Reviravolta: O STF decidiu em favor dos contribuintes ao tornar sem efeito liminar que exigia a CND como condição da homologação dos Planos de Recuperação Judicial.
O ponto fulcral da discussão acerca da necessidade de apresentação de Certidão Negativa de Débitos Tributários (CND) para concessão da recuperação judicial do devedor é a aparente antinomia entre os ditames esculpidos no art. 57 da Lei n. 11.101/2005 (LFRE), que prevê o mencionado requisito e o princípio basilar da RJ encartado no art. 47, do mesmo diploma legal (preservação da empresa). A referida exigência fiscal também é reforçada pelo artigo 191-A do CTN, que condiciona a concessão da recuperação à prova da quitação de todos os tributos.

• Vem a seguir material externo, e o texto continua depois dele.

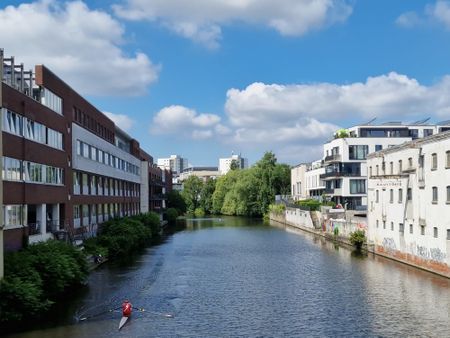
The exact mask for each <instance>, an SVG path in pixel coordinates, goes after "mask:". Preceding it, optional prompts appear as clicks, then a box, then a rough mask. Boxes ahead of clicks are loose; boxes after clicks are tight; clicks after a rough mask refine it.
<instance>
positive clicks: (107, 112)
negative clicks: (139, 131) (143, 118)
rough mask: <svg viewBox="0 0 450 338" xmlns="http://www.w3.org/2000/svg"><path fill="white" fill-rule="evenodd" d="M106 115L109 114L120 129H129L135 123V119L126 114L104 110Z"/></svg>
mask: <svg viewBox="0 0 450 338" xmlns="http://www.w3.org/2000/svg"><path fill="white" fill-rule="evenodd" d="M103 114H105V115H106V116H108V117H109V118H110V119H111V120H112V121H113V122H114V123H115V124H116V125H117V126H118V127H119V128H120V129H122V130H124V131H129V130H130V129H131V127H132V126H133V125H134V120H132V119H131V118H130V117H128V116H127V115H124V114H114V113H110V112H106V111H105V112H103Z"/></svg>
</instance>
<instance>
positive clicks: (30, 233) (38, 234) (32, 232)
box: [28, 222, 41, 236]
mask: <svg viewBox="0 0 450 338" xmlns="http://www.w3.org/2000/svg"><path fill="white" fill-rule="evenodd" d="M40 233H41V223H40V222H36V223H28V235H30V236H33V235H39V234H40Z"/></svg>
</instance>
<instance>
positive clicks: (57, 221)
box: [46, 220, 63, 234]
mask: <svg viewBox="0 0 450 338" xmlns="http://www.w3.org/2000/svg"><path fill="white" fill-rule="evenodd" d="M61 228H63V226H61V224H60V221H59V220H51V221H47V227H46V230H47V232H51V233H52V234H53V233H55V232H57V231H59V230H60V229H61Z"/></svg>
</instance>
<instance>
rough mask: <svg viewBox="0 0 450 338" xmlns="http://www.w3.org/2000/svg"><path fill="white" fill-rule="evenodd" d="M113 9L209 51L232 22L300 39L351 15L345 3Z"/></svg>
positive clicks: (138, 1)
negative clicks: (167, 31)
mask: <svg viewBox="0 0 450 338" xmlns="http://www.w3.org/2000/svg"><path fill="white" fill-rule="evenodd" d="M113 8H114V11H115V13H116V14H117V15H118V16H120V17H122V18H126V19H128V20H148V21H157V22H160V23H162V24H163V25H164V26H166V27H169V28H170V29H172V30H173V31H174V32H176V33H178V34H180V35H181V36H184V37H186V38H190V39H193V40H194V41H196V42H199V43H201V44H203V45H205V46H207V47H209V48H216V47H217V46H218V45H219V40H220V38H221V26H223V25H227V24H231V23H233V22H244V23H246V24H252V25H265V26H269V27H272V28H273V29H275V30H276V31H278V32H279V33H280V34H282V35H288V36H301V35H304V34H306V33H308V32H310V31H312V30H317V29H320V28H322V27H324V26H329V25H332V24H335V23H338V22H343V21H345V20H346V19H347V18H348V17H349V16H350V14H351V13H352V7H351V6H350V5H349V4H348V3H347V1H346V0H258V1H255V0H215V1H211V0H191V1H185V0H152V1H148V0H124V4H123V5H115V6H113Z"/></svg>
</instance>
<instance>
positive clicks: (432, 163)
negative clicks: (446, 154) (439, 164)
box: [431, 153, 437, 170]
mask: <svg viewBox="0 0 450 338" xmlns="http://www.w3.org/2000/svg"><path fill="white" fill-rule="evenodd" d="M436 169H437V154H436V153H434V154H431V170H436Z"/></svg>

No âmbito do Superior Tribunal de Justiça, embora a questão não possa ser considerada totalmente pacificada, já existe uma linha de entendimento com maior sedimentação trilhando pela desproporcionalidade da exigência contida no art. 57 da Lei n. 11.101/2005 (LFRE) com os princípios gerais elencados no art. 47, da mesma legislação, uma vez que no REsp. 1.864.625 – SP o STJ relativizou a regra, entendendo pela desnecessidade da apresentação da CND por empresa em RJ. No citado precedente, o colegiado seguiu à unanimidade o entendimento da relatora, a ministra Nancy Andrighi, que, entre outros argumentos, sustentou que a demonstração da regularidade fiscal do devedor deve ser compatível com os princípios e objetivos que estruturam a operacionalização da Lei 11.101/2005, em especial, o postulado constitucional da proporcionalidade e da relevância da função social das empresas.
Anteriormente, no julgamento do REsp. 1.187.404-MT, o Tribunal da Cidadania também reconheceu que: “a interpretação literal do artigo 57 da LRF e do artigo 191-A do CTN inviabiliza toda e qualquer recuperação judicial, e conduz ao sepultamento por completo do novo instituto”.
Recentemente, colocando mais tempero na divergência jurisprudencial dos tribunais superiores pátrios, em análise de Reclamação formulada pela Fazenda Nacional ao Supremo Tribunal Federal, por usurpação de competência (art. 102, I, “l”, da Constituição Federal e art. 988, I e II, do NCPC), o ministro-presidente Luiz Fux concedeu liminar suspendendo os efeitos do citado acórdão do STJ (REsp 1.864.625 – SP). Contudo, posteriormente, aos 03/12/2020, o ministro Dias Toffoli, do Supremo Tribunal Federal, tornou sem efeito a liminar do ministro Fux, por entender que a 3ª Turma do Superior Tribunal de Justiça procurou uma solução com “menor restrição possível às normas legais que nortearam o instituto da recuperação”, levando em conta também o juízo de ponderação, realizado pelo STJ, entre os ditames esculpidos no art. 57 da Lei n. 11.101/2005 (LFRE), e os preceitos gerais norteadores do processo recuperacional elencados no art. 47, da citada norma, especialmente o princípio da preservação da empresa. O relator argumentou, ainda, que a exigência de apresentação da CND “é eminentemente infraconstitucional”, conforme outrora decido pelo Plenário da corte suprema (ADC 46).
Registre-se que em problemática anterior, o ministro Alexandre de Morais, na Rcl 32.147, através de concessão de liminar, suspendeu acórdão da 17ª Câmara Cível do TJ do Paraná que tinha declarado inconstitucional a exigência da comprovação de regularidade fiscal.
Em suma, o STF e o STJ estão longe de trilhar um caminho uníssono sobre tal celeuma, de modo que permanece certa insegurança jurídica dado o fato de que milhares de recuperações judiciais já foram deferidas sem o suprimento da exigência de apresentação da CND. Contudo, verifica-se que o Tribunal da Cidadania revela em seus precedentes um olhar mais prático acerca do fato de que a exigência de tal requisito fiscal como indispensável à concessão da recuperação judicial às empresas, inviabiliza de maneira desproporcional o próprio instituto, dado o fato de que coloca em xeque o princípio da preservação da empresa, sua função social e o estímulo à atividade econômica, tidos como corolários da LFRE.